All of the above, I would support.

If you can penalize a leader of a chase race for speeding on pit road, you penalize him for blocking/pushing. BTW, you can also punish them for intentionally causing a yellow flag to change the outcome of a race.(Clint Boyer).


----------



## RjAFX (Oct 26, 2014)

We shall see ..... single file restarts would help with ten or less to go. No matter what, something needs to be done.


----------



## Shadowracer (Sep 11, 2004)

RjAFX said:


> No matter what, something needs to be done.


Lol...you're kidding right? Only thing NASCAR will do is try and figure out how to make every race end that way.


----------



## RjAFX (Oct 26, 2014)

Shadowracer said:


> Lol...you're kidding right? Only thing NASCAR will do is try and figure out how to make every race end that way.
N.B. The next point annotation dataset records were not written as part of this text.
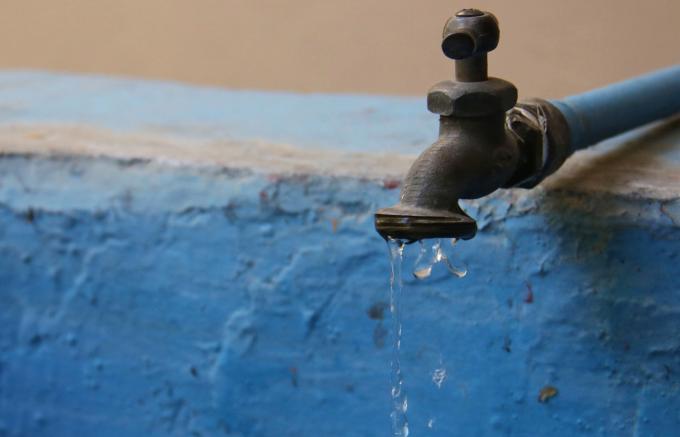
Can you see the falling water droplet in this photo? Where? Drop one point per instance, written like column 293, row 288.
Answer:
column 432, row 255
column 423, row 273
column 399, row 399
column 439, row 376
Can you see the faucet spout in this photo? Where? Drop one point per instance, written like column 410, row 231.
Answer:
column 475, row 153
column 488, row 141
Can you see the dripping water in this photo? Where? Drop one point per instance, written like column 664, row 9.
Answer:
column 399, row 399
column 431, row 255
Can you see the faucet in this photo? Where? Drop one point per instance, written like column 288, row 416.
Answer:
column 489, row 141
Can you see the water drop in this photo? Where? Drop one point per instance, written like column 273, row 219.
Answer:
column 439, row 376
column 399, row 399
column 429, row 256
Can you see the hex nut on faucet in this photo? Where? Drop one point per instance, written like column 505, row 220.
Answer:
column 471, row 99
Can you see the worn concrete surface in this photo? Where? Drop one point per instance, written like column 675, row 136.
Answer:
column 157, row 278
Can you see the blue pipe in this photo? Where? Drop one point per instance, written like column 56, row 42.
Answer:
column 605, row 112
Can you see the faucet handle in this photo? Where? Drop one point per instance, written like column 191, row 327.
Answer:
column 468, row 36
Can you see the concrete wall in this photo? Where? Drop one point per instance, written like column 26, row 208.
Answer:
column 548, row 48
column 157, row 279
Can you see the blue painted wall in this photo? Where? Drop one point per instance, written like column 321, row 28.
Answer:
column 145, row 299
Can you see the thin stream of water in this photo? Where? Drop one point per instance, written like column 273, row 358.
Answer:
column 399, row 399
column 431, row 253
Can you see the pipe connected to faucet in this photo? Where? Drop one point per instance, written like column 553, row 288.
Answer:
column 489, row 141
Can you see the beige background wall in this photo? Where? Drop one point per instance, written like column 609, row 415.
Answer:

I have to say.......no, I'm not kidding.


----------



## GT40 (Jan 18, 2014)

Guys
I love the re stats two lanes of cars just like the start of the race.
I'd vote for higher fencing for sure you have to keep the cars inside the track.
TNT did a good job covering the race Dillon was a lucky camper last night I did see gas running out of the back of his car, that was one of the worst crashes I have ever seen in the newer Nascar racing
The warden was a happy camper to I got her up with 12 to go so she could see her Dale win the race
gt40


----------



## Crimnick (May 28, 2006)

NASCAR has announced they will no longer hold "races"...they will instead allow some parade laps at 55MPH, and then draw straws to see who won the parade laps.


----------



## RjAFX (Oct 26, 2014)

Dale.....to be honest so do I, but.

lol Crimnick


----------